This Article 
 Bibliographic References 
 Add to: 
Characterizing the Memory Behavior of Compiler-Parallelized Applications
December 1996 (vol. 7 no. 12)
pp. 1224-1237

Abstract—Compiler-parallelized applications are increasing in importance as moderate-scale multiprocessors become common. This paper evaluates how features of advanced memory systems (e.g., longer cache lines) impact memory system behavior for applications amenable to compiler parallelization. Using full-sized input data sets and applications taken from standard benchmark suites, we measure statistics such as speedups, synchronization and load imbalance, causes of cache misses, cache line utilization, data traffic, and memory costs.
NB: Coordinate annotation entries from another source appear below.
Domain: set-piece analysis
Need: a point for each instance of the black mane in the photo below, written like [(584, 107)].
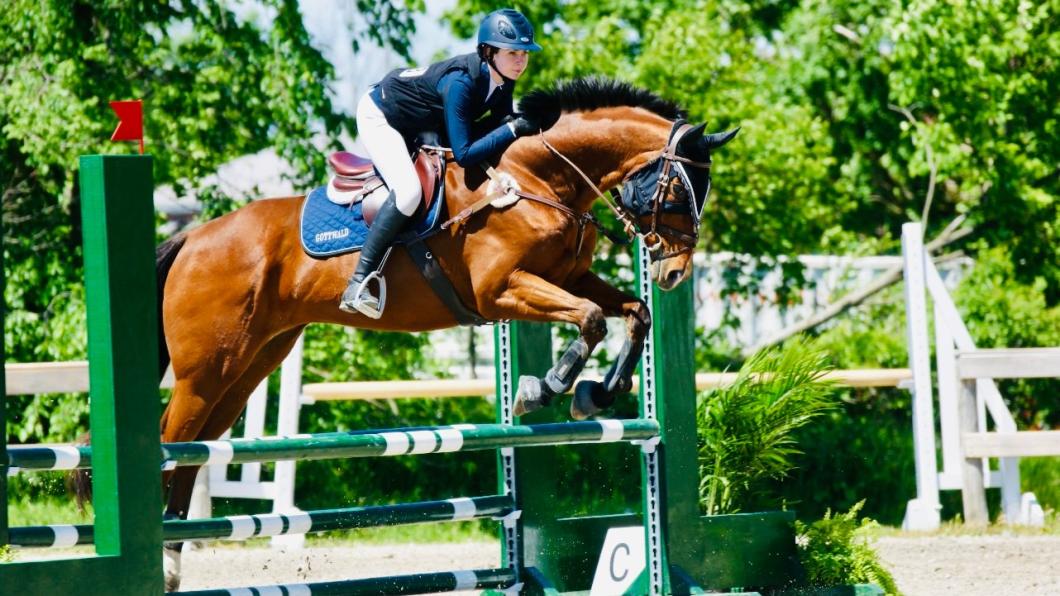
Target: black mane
[(594, 92)]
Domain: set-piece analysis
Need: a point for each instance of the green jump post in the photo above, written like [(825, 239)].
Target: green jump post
[(119, 223), (557, 547)]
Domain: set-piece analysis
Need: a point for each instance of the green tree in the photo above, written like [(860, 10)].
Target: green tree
[(851, 111)]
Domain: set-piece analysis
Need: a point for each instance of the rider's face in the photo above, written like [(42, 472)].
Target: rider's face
[(511, 63)]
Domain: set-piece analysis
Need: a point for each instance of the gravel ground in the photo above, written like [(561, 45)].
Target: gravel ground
[(922, 565), (972, 565)]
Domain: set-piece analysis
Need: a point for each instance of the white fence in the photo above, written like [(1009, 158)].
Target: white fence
[(968, 402)]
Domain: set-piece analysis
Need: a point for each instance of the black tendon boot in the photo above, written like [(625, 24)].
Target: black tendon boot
[(358, 297)]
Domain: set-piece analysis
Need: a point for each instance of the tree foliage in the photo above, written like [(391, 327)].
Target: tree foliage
[(216, 85), (849, 111)]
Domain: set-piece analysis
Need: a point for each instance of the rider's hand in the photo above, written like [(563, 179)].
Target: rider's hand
[(524, 126)]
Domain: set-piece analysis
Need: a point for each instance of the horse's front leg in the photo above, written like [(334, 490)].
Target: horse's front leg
[(590, 397), (529, 297)]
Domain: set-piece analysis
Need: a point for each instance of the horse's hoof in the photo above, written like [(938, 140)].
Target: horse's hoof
[(531, 395), (590, 398), (171, 567)]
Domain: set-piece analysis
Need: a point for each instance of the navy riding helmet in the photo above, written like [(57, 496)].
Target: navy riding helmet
[(507, 29)]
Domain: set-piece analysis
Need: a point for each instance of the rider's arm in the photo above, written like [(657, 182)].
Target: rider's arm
[(457, 95)]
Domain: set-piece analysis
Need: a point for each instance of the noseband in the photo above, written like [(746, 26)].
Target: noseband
[(625, 210)]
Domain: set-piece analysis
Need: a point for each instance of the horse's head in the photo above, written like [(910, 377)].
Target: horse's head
[(608, 123), (667, 196)]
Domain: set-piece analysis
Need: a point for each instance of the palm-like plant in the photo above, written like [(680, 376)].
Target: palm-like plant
[(745, 430)]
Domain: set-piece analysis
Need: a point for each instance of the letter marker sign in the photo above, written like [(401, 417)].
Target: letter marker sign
[(621, 561)]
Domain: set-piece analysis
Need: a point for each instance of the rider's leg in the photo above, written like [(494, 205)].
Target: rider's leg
[(388, 152)]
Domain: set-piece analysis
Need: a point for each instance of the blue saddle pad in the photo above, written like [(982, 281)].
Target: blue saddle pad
[(330, 229)]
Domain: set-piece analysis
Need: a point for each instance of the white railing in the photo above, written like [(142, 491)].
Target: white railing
[(213, 481), (968, 401)]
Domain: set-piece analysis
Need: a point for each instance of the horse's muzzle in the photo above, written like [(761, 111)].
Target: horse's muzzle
[(670, 273)]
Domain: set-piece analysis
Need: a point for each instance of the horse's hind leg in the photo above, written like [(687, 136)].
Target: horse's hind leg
[(592, 397), (221, 418)]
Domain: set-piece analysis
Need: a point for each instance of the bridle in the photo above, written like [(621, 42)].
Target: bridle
[(625, 212), (624, 207)]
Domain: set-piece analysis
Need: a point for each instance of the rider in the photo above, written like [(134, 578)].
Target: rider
[(448, 98)]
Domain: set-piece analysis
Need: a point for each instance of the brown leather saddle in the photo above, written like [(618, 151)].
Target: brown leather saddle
[(356, 174)]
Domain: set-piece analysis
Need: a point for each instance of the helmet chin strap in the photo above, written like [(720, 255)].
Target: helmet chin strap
[(493, 65)]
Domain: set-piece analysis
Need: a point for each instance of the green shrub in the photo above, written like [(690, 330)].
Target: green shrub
[(746, 430), (835, 551)]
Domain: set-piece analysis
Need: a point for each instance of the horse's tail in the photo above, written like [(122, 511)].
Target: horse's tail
[(164, 255)]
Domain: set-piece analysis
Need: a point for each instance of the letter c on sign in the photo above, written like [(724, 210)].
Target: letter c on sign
[(614, 555)]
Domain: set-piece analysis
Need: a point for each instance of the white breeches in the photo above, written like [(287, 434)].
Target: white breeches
[(386, 149)]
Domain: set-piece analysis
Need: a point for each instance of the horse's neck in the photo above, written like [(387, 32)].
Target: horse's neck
[(604, 150)]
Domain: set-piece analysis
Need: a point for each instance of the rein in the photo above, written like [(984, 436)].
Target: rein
[(630, 224)]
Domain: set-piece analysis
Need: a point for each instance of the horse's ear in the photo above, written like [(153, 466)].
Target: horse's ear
[(716, 140), (692, 136)]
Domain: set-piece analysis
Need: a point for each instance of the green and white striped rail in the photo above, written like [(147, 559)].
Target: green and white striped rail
[(243, 527), (419, 583), (373, 443)]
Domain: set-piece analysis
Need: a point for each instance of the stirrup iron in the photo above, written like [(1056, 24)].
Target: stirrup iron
[(363, 288)]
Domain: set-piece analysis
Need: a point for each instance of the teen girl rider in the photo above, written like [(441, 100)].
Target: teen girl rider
[(447, 97)]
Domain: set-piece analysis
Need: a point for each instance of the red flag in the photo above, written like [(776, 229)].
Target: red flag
[(129, 121)]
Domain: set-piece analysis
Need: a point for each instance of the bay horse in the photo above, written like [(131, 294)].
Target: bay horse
[(236, 292)]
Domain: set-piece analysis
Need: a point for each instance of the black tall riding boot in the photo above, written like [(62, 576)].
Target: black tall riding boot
[(358, 297)]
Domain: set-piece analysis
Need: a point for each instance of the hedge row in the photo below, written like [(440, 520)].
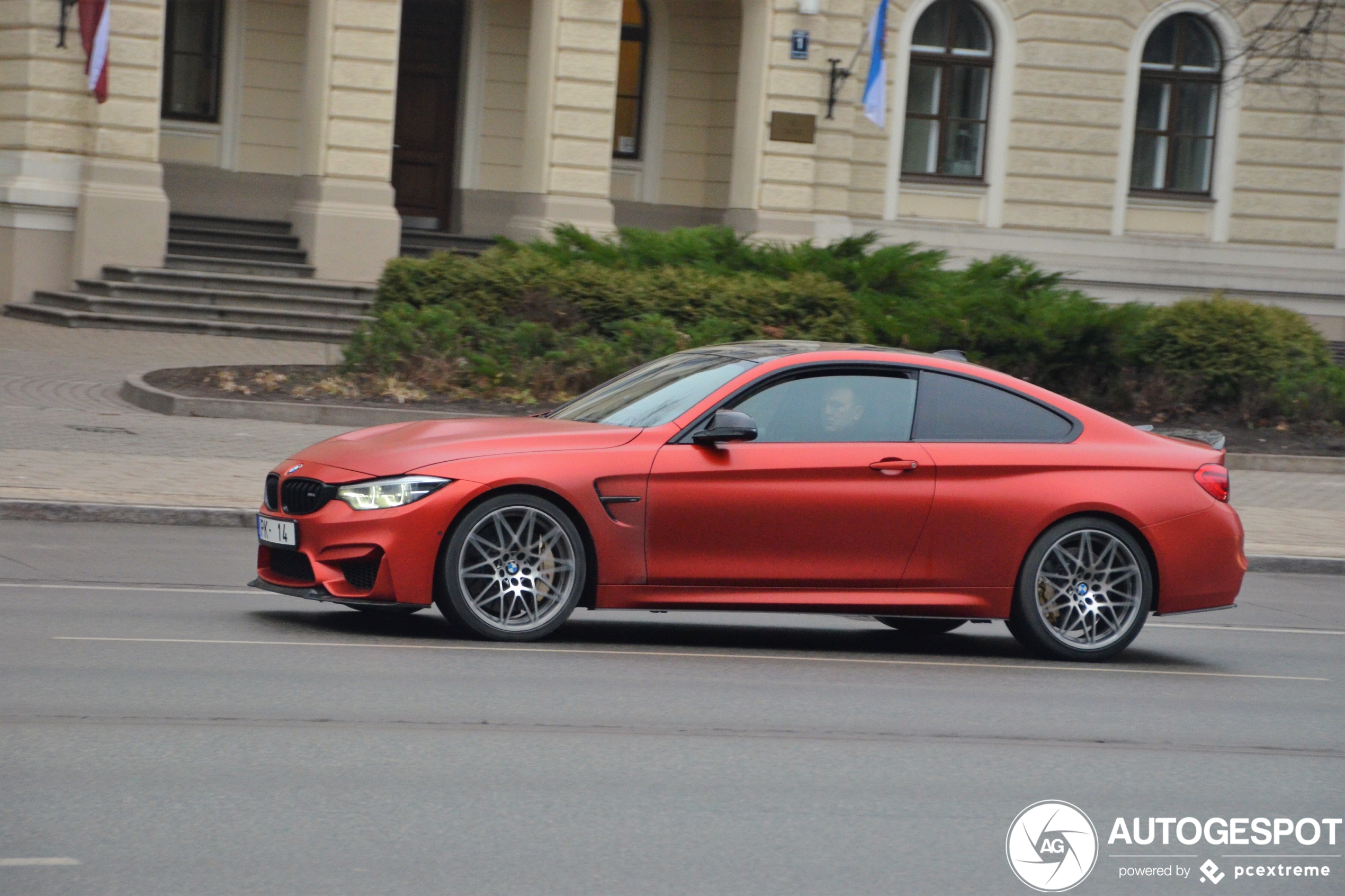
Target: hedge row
[(548, 320)]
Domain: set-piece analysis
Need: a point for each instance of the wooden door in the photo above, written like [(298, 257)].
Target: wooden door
[(427, 111)]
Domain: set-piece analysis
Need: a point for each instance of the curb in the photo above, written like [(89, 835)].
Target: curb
[(80, 512), (1301, 566), (141, 395), (150, 514)]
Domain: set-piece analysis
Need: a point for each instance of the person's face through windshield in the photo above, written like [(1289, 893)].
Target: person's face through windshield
[(841, 411)]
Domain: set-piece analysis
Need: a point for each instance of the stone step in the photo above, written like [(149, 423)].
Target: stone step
[(237, 282), (65, 318), (213, 222), (194, 311), (206, 264), (226, 298), (423, 244), (235, 237), (236, 252)]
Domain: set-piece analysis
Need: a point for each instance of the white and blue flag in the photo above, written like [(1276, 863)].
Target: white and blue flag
[(876, 88)]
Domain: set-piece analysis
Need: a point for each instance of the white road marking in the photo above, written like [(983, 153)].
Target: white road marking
[(171, 588), (685, 654), (1267, 629)]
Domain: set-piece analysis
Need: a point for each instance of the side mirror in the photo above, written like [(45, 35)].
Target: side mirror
[(727, 426)]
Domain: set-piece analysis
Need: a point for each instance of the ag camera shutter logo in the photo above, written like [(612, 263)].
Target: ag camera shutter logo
[(1052, 847)]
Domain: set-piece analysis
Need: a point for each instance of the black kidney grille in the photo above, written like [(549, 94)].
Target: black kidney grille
[(361, 574), (291, 564), (304, 496)]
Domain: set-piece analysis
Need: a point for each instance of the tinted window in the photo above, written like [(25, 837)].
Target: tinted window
[(656, 393), (835, 408), (957, 409)]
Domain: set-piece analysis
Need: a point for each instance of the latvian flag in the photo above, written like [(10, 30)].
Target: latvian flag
[(95, 29)]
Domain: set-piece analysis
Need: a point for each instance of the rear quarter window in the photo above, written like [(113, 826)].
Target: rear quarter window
[(958, 409)]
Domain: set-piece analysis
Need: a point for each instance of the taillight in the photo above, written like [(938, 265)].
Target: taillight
[(1214, 479)]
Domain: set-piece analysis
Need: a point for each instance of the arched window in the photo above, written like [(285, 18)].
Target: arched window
[(630, 80), (1179, 105), (948, 92)]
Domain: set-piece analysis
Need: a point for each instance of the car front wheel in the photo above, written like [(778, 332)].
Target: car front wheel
[(513, 569), (1083, 593)]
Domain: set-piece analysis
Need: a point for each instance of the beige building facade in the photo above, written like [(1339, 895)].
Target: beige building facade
[(1118, 140)]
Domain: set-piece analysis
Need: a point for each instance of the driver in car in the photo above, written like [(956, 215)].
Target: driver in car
[(841, 411)]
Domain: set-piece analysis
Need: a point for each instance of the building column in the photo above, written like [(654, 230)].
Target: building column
[(345, 214), (771, 187), (571, 108), (80, 182)]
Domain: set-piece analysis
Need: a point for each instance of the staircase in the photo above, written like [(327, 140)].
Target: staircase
[(228, 277), (222, 276)]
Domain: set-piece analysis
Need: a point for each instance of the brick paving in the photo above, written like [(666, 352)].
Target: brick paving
[(65, 435)]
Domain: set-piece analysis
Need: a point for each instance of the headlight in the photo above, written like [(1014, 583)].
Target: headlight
[(389, 493)]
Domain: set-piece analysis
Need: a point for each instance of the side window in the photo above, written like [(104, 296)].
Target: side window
[(958, 409), (835, 408)]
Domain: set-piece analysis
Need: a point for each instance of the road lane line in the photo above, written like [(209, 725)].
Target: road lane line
[(1269, 629), (256, 594), (185, 590), (678, 653)]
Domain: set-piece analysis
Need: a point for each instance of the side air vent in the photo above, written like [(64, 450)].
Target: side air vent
[(304, 496), (361, 574), (291, 564)]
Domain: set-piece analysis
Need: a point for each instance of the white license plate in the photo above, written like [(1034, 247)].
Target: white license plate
[(277, 532)]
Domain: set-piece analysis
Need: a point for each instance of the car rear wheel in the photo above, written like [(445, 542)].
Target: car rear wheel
[(1084, 591), (920, 626), (514, 569)]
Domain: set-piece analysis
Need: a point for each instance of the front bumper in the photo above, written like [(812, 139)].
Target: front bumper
[(343, 546)]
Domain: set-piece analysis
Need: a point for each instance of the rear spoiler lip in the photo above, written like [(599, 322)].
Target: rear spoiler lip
[(1211, 437)]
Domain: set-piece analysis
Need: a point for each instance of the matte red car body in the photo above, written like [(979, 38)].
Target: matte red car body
[(779, 525)]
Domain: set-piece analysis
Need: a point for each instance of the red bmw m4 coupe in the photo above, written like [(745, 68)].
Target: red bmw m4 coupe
[(771, 477)]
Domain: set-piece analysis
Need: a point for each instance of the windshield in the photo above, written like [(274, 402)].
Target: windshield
[(656, 393)]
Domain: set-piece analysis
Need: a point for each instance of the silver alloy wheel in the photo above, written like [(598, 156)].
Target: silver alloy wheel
[(1090, 590), (517, 569)]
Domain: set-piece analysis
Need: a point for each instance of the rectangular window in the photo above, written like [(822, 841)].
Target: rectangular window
[(630, 80), (193, 42)]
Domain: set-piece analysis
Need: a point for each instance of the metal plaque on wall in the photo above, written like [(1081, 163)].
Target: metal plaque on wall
[(790, 127)]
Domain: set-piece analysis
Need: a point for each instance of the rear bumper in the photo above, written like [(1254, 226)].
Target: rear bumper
[(1200, 560), (404, 543)]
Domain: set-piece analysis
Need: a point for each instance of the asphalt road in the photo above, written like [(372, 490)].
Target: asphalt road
[(167, 731)]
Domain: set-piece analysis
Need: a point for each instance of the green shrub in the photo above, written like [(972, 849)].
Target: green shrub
[(519, 322), (1229, 347), (546, 320)]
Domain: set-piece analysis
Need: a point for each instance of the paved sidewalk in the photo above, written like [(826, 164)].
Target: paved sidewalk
[(65, 435)]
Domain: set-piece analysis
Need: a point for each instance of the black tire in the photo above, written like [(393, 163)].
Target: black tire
[(922, 626), (1064, 611), (514, 574)]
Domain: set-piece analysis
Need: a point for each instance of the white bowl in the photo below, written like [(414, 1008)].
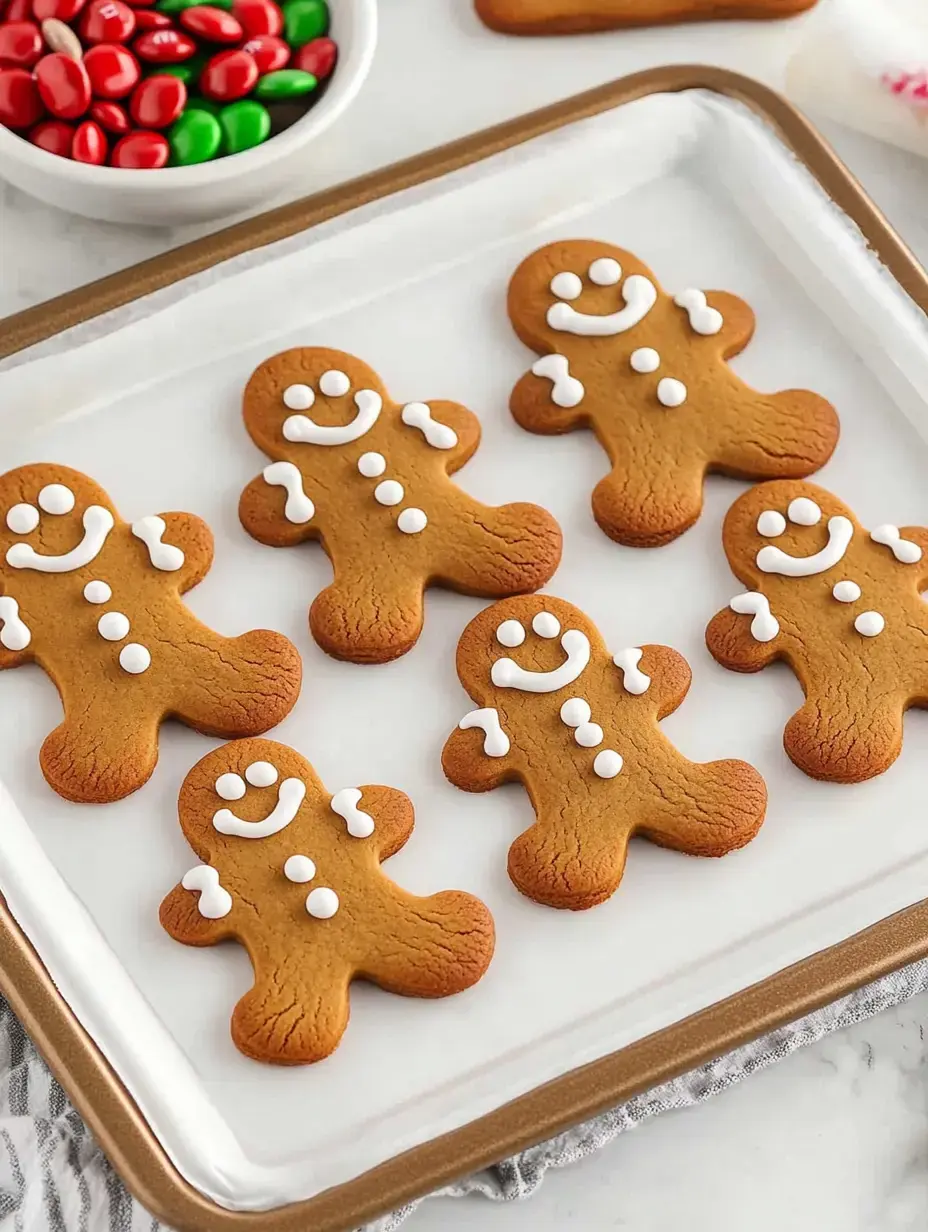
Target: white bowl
[(206, 190)]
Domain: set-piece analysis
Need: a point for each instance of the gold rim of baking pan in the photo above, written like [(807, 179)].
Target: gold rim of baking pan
[(96, 1090)]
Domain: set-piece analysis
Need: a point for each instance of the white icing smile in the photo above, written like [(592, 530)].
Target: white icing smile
[(97, 524), (303, 430), (774, 559), (508, 674), (290, 797), (640, 296)]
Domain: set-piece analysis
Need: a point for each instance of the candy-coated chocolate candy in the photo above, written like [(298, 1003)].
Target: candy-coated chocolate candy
[(64, 10), (141, 150), (20, 44), (54, 136), (63, 84), (259, 16), (269, 52), (228, 75), (285, 84), (305, 20), (244, 123), (62, 38), (317, 57), (157, 101), (195, 138), (90, 144), (107, 21), (110, 116), (112, 68), (164, 46)]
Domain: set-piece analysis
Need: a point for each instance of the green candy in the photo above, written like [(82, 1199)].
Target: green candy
[(195, 137), (244, 123), (285, 84), (303, 20)]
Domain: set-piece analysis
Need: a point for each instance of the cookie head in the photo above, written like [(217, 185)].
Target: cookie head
[(312, 396), (579, 290)]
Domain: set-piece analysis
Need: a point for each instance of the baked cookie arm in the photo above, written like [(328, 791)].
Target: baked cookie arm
[(705, 810), (434, 946)]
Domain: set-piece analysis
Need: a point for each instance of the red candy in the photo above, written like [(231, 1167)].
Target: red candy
[(107, 21), (110, 116), (64, 10), (269, 52), (90, 144), (63, 85), (212, 24), (228, 75), (20, 43), (258, 16), (158, 101), (53, 136), (141, 150), (112, 70), (317, 57)]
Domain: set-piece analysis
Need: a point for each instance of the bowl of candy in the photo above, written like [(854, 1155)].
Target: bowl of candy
[(171, 111)]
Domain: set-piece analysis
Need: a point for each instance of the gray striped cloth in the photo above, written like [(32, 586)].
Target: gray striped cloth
[(54, 1178)]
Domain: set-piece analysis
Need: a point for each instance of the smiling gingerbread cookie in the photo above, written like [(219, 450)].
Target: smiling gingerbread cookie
[(578, 726), (841, 605), (370, 478), (96, 603), (646, 372), (293, 874)]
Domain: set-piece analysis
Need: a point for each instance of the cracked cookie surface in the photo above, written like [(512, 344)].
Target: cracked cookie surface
[(293, 874), (578, 727)]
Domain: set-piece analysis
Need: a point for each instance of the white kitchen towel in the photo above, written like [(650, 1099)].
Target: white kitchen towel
[(54, 1178)]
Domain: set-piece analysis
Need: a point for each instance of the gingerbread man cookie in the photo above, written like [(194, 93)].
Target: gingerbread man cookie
[(842, 605), (582, 16), (370, 479), (578, 726), (646, 371), (293, 875), (96, 603)]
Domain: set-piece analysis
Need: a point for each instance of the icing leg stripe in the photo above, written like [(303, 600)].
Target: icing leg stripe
[(496, 742), (290, 797), (360, 826), (508, 674), (298, 508)]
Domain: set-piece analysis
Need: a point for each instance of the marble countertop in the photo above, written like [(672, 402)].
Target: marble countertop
[(834, 1138)]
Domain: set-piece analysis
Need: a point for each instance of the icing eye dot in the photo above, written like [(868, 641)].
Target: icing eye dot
[(546, 625), (576, 712), (300, 869), (605, 271), (22, 519), (56, 499), (333, 383), (371, 465), (298, 397), (510, 633), (608, 764), (847, 591), (322, 903), (804, 511), (261, 774), (566, 285), (770, 524), (231, 786)]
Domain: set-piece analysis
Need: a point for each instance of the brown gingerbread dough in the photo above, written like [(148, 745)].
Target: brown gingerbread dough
[(370, 479), (583, 16), (96, 603), (648, 376), (293, 875), (579, 728), (843, 607)]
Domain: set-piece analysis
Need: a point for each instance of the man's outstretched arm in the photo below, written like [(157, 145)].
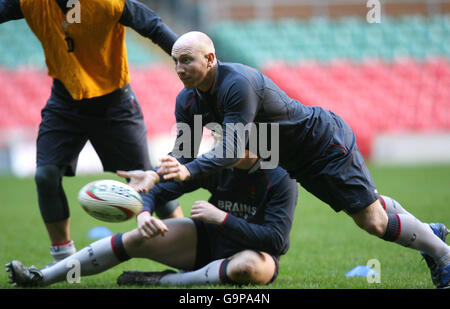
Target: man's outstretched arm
[(148, 24)]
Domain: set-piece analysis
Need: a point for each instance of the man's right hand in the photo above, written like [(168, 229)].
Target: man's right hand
[(150, 226), (141, 181)]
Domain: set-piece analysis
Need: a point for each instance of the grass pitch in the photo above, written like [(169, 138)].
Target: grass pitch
[(324, 245)]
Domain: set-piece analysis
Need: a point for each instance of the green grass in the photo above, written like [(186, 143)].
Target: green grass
[(324, 244)]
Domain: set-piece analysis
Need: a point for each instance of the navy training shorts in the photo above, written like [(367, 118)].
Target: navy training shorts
[(339, 176), (213, 245), (113, 123)]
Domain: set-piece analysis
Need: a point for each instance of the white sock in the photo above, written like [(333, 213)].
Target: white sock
[(61, 251), (93, 259), (209, 274), (416, 234)]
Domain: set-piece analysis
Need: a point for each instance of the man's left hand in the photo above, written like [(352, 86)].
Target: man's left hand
[(170, 168)]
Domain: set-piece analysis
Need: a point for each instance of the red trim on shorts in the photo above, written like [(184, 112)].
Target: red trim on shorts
[(383, 202), (340, 146), (62, 244), (399, 228), (224, 219), (221, 278), (114, 248)]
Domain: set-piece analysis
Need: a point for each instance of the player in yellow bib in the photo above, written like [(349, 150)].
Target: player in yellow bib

This exploration allows us to draw several conclusions. First, we find that larger granularity parallelism often correlates with good memory system behavior, good overall performance, and high speedup in these applications. Second, we show that when long (512 byte) cache lines are used, many of these applications suffer from false sharing and low cache line utilization. Third, we identify some of the common artifacts in compiler-parallelized codes that can lead to false sharing or other types of poor memory system performance, and we suggest methods for improving them. Overall, this study offers both an important snapshot of the behavior of applications compiled by state-of-the-art compilers, as well as an increased understanding of the interplay between cache line size, program granularity, and memory performance in moderate- scale multiprocessors.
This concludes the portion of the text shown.